Is standardised vaginal sacrospinous ligament fixation a safe teaching procedure for residents?

作者信息

Sauerwald Axel, Bruns Inke, Peveling Barbara, Brunke Hendrik, Wolff Friedrich

机构信息

Frauenklinik Holweide, Kliniken der Stadt Köln gGbmH, Neufelder Str 32, 51067 Cologne, Germany.

出版信息

Int Urogynecol J. 2011 Mar;22(3):293-8. doi: 10.1007/s00192-010-1341-8. Epub 2010 Dec 10.

DOI:10.1007/s00192-010-1341-8
PMID:21153470
Abstract

INTRODUCTION AND HYPOTHESIS

Several modifications of sacrospinous ligament fixation (SLF) are described.

METHODS

This study presents a standardised SLF technique. Perioperative course and outcome are compared retrospectively after surgery is performed by experienced surgeons or by residents.

RESULTS

Two hundred three SLF were analysed.
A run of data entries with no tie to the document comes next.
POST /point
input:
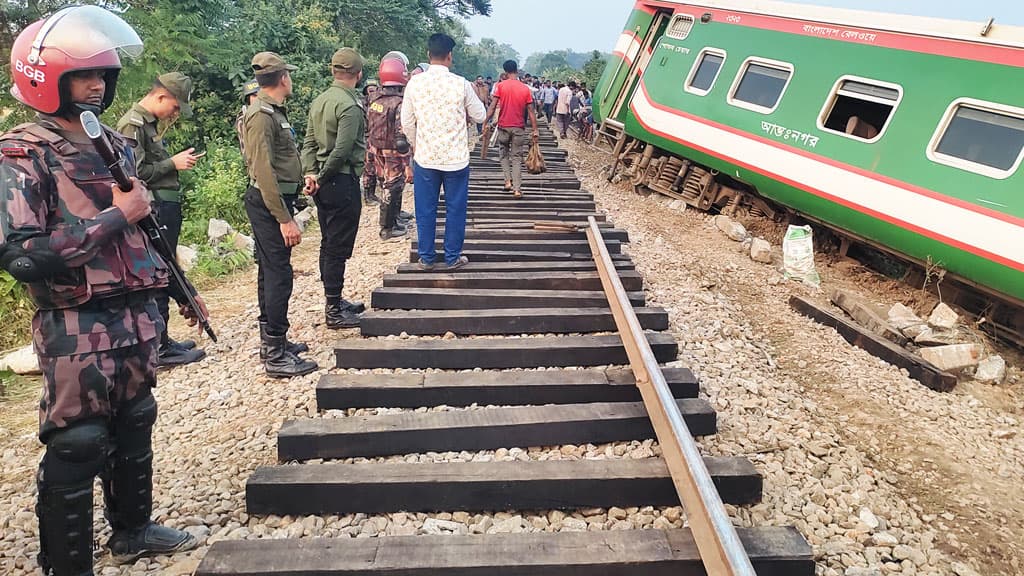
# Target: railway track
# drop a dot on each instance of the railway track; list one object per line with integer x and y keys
{"x": 563, "y": 296}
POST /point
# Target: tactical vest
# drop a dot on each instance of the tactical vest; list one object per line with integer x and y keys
{"x": 75, "y": 186}
{"x": 383, "y": 120}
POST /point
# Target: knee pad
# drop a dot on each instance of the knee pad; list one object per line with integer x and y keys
{"x": 133, "y": 426}
{"x": 75, "y": 454}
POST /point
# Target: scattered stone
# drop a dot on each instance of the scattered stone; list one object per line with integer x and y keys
{"x": 303, "y": 217}
{"x": 761, "y": 251}
{"x": 218, "y": 230}
{"x": 730, "y": 228}
{"x": 992, "y": 369}
{"x": 937, "y": 337}
{"x": 943, "y": 317}
{"x": 434, "y": 526}
{"x": 953, "y": 357}
{"x": 885, "y": 539}
{"x": 868, "y": 518}
{"x": 23, "y": 361}
{"x": 186, "y": 256}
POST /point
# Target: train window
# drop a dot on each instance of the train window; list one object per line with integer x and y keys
{"x": 979, "y": 136}
{"x": 860, "y": 109}
{"x": 680, "y": 27}
{"x": 760, "y": 85}
{"x": 705, "y": 72}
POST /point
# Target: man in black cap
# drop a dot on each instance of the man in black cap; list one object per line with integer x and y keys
{"x": 333, "y": 157}
{"x": 274, "y": 170}
{"x": 166, "y": 100}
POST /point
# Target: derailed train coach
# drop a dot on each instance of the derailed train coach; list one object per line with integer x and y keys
{"x": 902, "y": 132}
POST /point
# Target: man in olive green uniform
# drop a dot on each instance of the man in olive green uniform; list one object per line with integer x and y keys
{"x": 167, "y": 98}
{"x": 274, "y": 170}
{"x": 249, "y": 91}
{"x": 333, "y": 156}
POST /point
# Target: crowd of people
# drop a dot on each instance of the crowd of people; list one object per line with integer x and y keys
{"x": 79, "y": 242}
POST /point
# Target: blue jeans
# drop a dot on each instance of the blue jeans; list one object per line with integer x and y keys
{"x": 426, "y": 188}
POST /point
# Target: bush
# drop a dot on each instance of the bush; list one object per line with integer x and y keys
{"x": 219, "y": 260}
{"x": 15, "y": 313}
{"x": 219, "y": 182}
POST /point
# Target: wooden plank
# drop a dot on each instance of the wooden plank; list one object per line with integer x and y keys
{"x": 463, "y": 354}
{"x": 517, "y": 256}
{"x": 383, "y": 488}
{"x": 542, "y": 265}
{"x": 633, "y": 280}
{"x": 691, "y": 479}
{"x": 773, "y": 551}
{"x": 439, "y": 298}
{"x": 609, "y": 234}
{"x": 479, "y": 245}
{"x": 502, "y": 322}
{"x": 499, "y": 214}
{"x": 338, "y": 392}
{"x": 920, "y": 369}
{"x": 491, "y": 428}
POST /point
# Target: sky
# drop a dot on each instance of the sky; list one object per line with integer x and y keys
{"x": 536, "y": 26}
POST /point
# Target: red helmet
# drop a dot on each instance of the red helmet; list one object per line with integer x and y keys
{"x": 73, "y": 39}
{"x": 392, "y": 73}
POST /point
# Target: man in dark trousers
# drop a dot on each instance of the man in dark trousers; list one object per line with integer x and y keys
{"x": 272, "y": 160}
{"x": 390, "y": 148}
{"x": 517, "y": 104}
{"x": 167, "y": 98}
{"x": 334, "y": 153}
{"x": 71, "y": 235}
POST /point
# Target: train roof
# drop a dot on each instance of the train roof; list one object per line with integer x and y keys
{"x": 981, "y": 32}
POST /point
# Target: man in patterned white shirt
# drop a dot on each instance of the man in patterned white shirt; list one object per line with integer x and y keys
{"x": 433, "y": 118}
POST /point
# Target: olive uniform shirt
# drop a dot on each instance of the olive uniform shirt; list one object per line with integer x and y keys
{"x": 152, "y": 160}
{"x": 271, "y": 158}
{"x": 336, "y": 136}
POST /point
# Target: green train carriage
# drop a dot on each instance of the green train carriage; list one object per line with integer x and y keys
{"x": 904, "y": 132}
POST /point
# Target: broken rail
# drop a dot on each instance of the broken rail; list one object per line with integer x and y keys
{"x": 717, "y": 540}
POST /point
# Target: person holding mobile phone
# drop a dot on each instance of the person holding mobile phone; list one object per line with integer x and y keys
{"x": 167, "y": 99}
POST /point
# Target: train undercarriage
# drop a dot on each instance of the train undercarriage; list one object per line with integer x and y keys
{"x": 650, "y": 169}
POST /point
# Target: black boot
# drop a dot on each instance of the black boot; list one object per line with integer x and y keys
{"x": 74, "y": 457}
{"x": 338, "y": 317}
{"x": 282, "y": 364}
{"x": 294, "y": 347}
{"x": 175, "y": 354}
{"x": 150, "y": 539}
{"x": 356, "y": 307}
{"x": 370, "y": 197}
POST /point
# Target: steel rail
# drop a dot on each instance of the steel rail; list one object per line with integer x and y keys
{"x": 720, "y": 548}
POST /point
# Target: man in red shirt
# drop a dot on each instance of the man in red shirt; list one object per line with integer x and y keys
{"x": 516, "y": 101}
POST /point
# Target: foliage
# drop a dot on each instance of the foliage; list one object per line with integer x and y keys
{"x": 220, "y": 181}
{"x": 219, "y": 260}
{"x": 539, "y": 62}
{"x": 593, "y": 70}
{"x": 15, "y": 312}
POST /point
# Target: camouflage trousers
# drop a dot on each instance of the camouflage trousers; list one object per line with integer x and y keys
{"x": 390, "y": 168}
{"x": 94, "y": 384}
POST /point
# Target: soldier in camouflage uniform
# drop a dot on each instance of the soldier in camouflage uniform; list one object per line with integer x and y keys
{"x": 70, "y": 234}
{"x": 167, "y": 98}
{"x": 370, "y": 168}
{"x": 390, "y": 149}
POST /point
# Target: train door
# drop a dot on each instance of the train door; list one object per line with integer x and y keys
{"x": 637, "y": 59}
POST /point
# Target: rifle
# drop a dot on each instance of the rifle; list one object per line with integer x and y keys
{"x": 115, "y": 163}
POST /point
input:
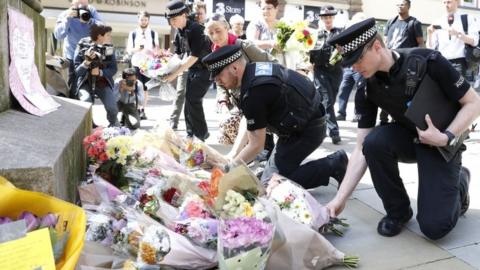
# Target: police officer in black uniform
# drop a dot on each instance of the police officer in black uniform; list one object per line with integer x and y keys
{"x": 327, "y": 77}
{"x": 393, "y": 79}
{"x": 288, "y": 104}
{"x": 196, "y": 45}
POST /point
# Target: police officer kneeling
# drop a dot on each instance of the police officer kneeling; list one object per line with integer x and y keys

Eight residents (LO) operated on 41 patients (5.1 ± 2.2). Six experienced surgeons (SO) operated on 162 patients (27.0 ± 25.7). Mean operating time was 67 ± 33 min. (LO 99 ± 45 min vs. SO 59 ± 22 min, p < 0.05). The overall morbidity rate was 7.8%. There was no significant difference regarding complications and outcomes between SO and LO.

CONCLUSIONS

Operation time was longer but outcomes were identical, and morbidity rate was not increased in the group of resident surgeons. In comparison to literature, complication rate was low. SLF should be part of residency programmes.

摘要

引言与假设

已描述了几种骶棘韧带固定术(SLF)的改良方法。

方法

本研究介绍了一种标准化的SLF技术。由经验丰富的外科医生或住院医师进行手术后,对围手术期过程和结果进行回顾性比较。

结果

分析了203例SLF手术。8名住院医师(LO)为41例患者实施了手术(5.1±2.2)。6名经验丰富的外科医生(SO)为162例患者实施了手术(27.0±25.7)。平均手术时间为67±33分钟。(住院医师组99±45分钟,经验丰富的外科医生组59±22分钟,p<0.05)。总体发病率为7.8%。经验丰富的外科医生组和住院医师组在并发症和结果方面无显著差异。

结论

住院医师组的手术时间较长,但结果相同,且发病率未增加。与文献相比,并发症发生率较低。SLF应成为住院医师培训项目的一部分。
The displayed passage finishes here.